You talk about your bipolar and you tell me you understand what it’s like to live the way that I do, that there are ways to fix me. I don’t doubt that you do understand the bipolar aspects of my condition, I believe you when you say you can empathise with this small part of my disorder.
I think you do understand what it’s like to sink so deep into an indelible sadness that you can’t remember which way is up.
You understand what it’s like to be manic. To be reckless and invincible. To be high on your own chemical cocktail.
You understand what it’s like to misplace your capacity for empathy, for connection with another human soul, for guilt and morality, to become distant and cold with no provocation.
You understand what it’s like when your anxiety paralyses you and steals away your choices. When the idea of contact with another living being is too much to bear. When the world outside your walls feels too big and terrifying to face.
You understand what it’s like when basic questions (what do you want to eat, where do you want to go, how have you been, are you okay) may as well be asked in a foreign language about the principals of nuclear fusion.
And I too understand.
I understand that your ignorance is well meaning, that your desire to preach to me is a product of all your best intentions but please, for the love of God, don’t try to tell me that you know.
You don’t know what it was like the first time I watched the sky catch fire, when ash settled on my skin and in my hair and I tasted it on my tongue like toxic snowflakes.
You don’t know what it’s like to steer your grocery cart though an isle littered with corpses while generic pop music plays in the background and a mother scolds her child for sneaking candy into the cart.
You don’t know what it’s like to have to add an extra 20mins to the time it takes to do your make up in the morning for the days when your reflection won’t stop screaming long enough for you to do your lip liner.
You don’t know what it’s like to go to sleep freezing because you know that if you wake up to a heated room it will be to the smell of smoke and burnt flesh, to flames and terror so thick you can’t breathe.
You don’t know what it’s like to compulsively count your fingers and hope there’ll be more than 10 because you’re not dreaming, it’s not a dream, but you still can’t wake up.
You don’t know what it’s like to scream until your vocal chords bleed because your flailing limbs hit nothing but air but they still won’t let you go.
You don’t know what it’s like to watch your mother’s face melt away when she kisses your 8year old self goodnight. To be the monster clawing it’s way out from under the bed. To watch the clown masks on the wall laugh and laugh and laugh until you can’t remember a time when it wasn’t ringing in your ears.

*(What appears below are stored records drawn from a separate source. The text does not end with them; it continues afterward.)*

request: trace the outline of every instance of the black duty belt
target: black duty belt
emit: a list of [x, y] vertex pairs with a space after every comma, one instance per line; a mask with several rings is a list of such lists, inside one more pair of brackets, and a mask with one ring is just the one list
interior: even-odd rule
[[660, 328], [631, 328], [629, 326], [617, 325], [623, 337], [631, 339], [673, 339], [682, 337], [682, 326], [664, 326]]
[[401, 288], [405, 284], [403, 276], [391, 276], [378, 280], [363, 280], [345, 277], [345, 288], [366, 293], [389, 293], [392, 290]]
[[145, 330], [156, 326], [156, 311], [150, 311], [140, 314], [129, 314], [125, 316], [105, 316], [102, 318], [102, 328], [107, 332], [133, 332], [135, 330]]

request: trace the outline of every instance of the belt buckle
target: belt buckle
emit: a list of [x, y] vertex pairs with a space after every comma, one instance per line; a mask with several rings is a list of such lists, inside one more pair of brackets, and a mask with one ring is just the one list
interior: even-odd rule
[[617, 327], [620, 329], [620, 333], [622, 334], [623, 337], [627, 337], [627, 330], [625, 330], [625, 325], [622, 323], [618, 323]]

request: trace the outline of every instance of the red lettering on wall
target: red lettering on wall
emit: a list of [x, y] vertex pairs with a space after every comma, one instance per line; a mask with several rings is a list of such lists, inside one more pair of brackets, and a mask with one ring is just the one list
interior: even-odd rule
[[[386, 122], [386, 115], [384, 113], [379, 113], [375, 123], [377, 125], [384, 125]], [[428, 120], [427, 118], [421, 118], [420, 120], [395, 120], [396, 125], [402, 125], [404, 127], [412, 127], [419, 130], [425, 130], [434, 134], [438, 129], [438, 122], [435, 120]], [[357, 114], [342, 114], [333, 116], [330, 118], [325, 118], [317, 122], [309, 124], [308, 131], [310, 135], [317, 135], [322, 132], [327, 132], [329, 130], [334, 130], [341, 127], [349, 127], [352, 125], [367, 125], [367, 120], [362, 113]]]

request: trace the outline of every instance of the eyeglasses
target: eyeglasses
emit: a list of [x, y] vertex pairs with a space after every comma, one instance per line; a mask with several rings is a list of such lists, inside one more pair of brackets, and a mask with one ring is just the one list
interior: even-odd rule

You don’t know what it’s like to come to love someone who’s never existed.
You don’t know what it’s like to never escape the whispering.
You don’t know what it’s like to scream yourself awake night after night haunted by the sense memories of atrocities never committed.
You don’t know what it’s like to watch the road fall away into deep chasms of endless darkness in front of the car your loved one is driving.
You don’t know what it feels like for the grief to always be fresh because years can become hours in the space between heartbeats.
You don’t know what it’s like to lose days or weeks at a time. To misplace your memories. To not recognise your own face in mirrors and photographs.
You don’t know what it’s like to look at someone you loved the day before and see a stranger. To not know where you are in your own home. To forget your favourite colour, your favourite song.
You don’t know what it’s like to lose control of your body, to watch it move and speak and act without you.
You don’t know what it’s like to remember an emotion while completely disconnected from any capacity to actually feel it.
You don’t know what it’s like to feel the rain burn holes in your skin, to watch it sizzle and fall away in singed, bloody chunks leaving your bones brittle and bare and burning.
You don’t know what it’s like to be trapped inside your own body, incapable of speech or movement.
You don’t know what it’s like to slip into someone else with all the ease and frequency of slipping on a different dress. What it’s like to wait for the day when you slip down into the cracks between all the fractured pieces of your psyche.
You don’t know what it’s like to lose the ability to differentiate between reality and everything you can see and feel and hear and touch and taste. To not know if the horrors exist in your world as they do in the hellscape of mine.
You don’t know what it’s like to be afraid that one day everything you are will be swallowed by the nightmare you’re becoming.
You don’t know what it means to wake up afraid, each and every day of your life.
You don’t know what it means to quietly hope for the day that you don’t wake up.
Don’t tell me you understand what it means to live with my illness, all you know is what it means to live with yours.